Unsere CREATIVE SESSION in der PERLE hatte dieses Mal die aktuelle Lage der Münchner Medienbranche zum Thema. Gemeinsam mit einem interdisziplinären Panel aus Lokaljournalist*innen und Branchenexpert*innen wurden Themen wie der verantwortungsvolle Umgang mit KI, überzeugende Führungskultur sowie die Rolle und Zukunft des Lokaljournalismus in München diskutiert.

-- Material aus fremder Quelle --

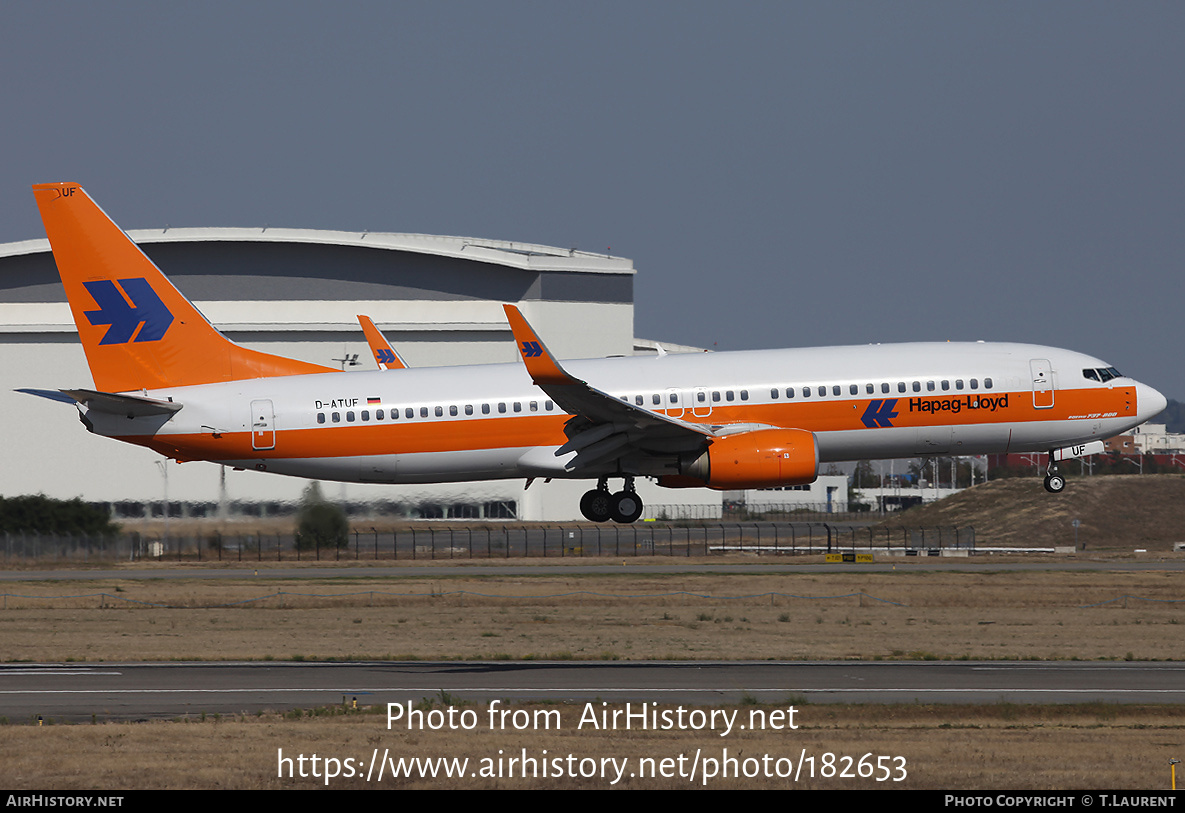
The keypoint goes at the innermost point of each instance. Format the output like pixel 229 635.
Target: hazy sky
pixel 781 173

Lokal und relevant? – zur Zukunft des Lokaljournalismus

Der Journalismus steht unter Druck, nicht nur die großen Medienhäuser haben mit sinkenden Abozahlen und der Entwicklung neuer Erlösmodelle zu kämpfen. Im Lokaljournalismus ist die Situation ähnlich, den Mut zu verlieren wäre aber die falsche Reaktion. Das meint auch Johannes Ott, Geschäftsführer von Radio Gong 96.3. Er spricht sich für mutiges Handeln und Innovation in der Branche aus: „Wir machen social radio“, sagt er, sein Sender wolle nicht nur berichten, sondern auch „das Leben in München besser machen und mit den Hörern Dinge bewegen“. So könne man im Radio gleichzeitig lokal und relevant bleiben, meint er, denn als Hauptmusikquelle diene das Radio schon lange nicht mehr. Gerade deshalb setzt Radio Gong seinen Fokus auf Inhalte, guten Lokaljournalismus, Unterhaltung und Musik. Diese Mischung sei „extrem wichtig fürs Radio“, sagt Ott.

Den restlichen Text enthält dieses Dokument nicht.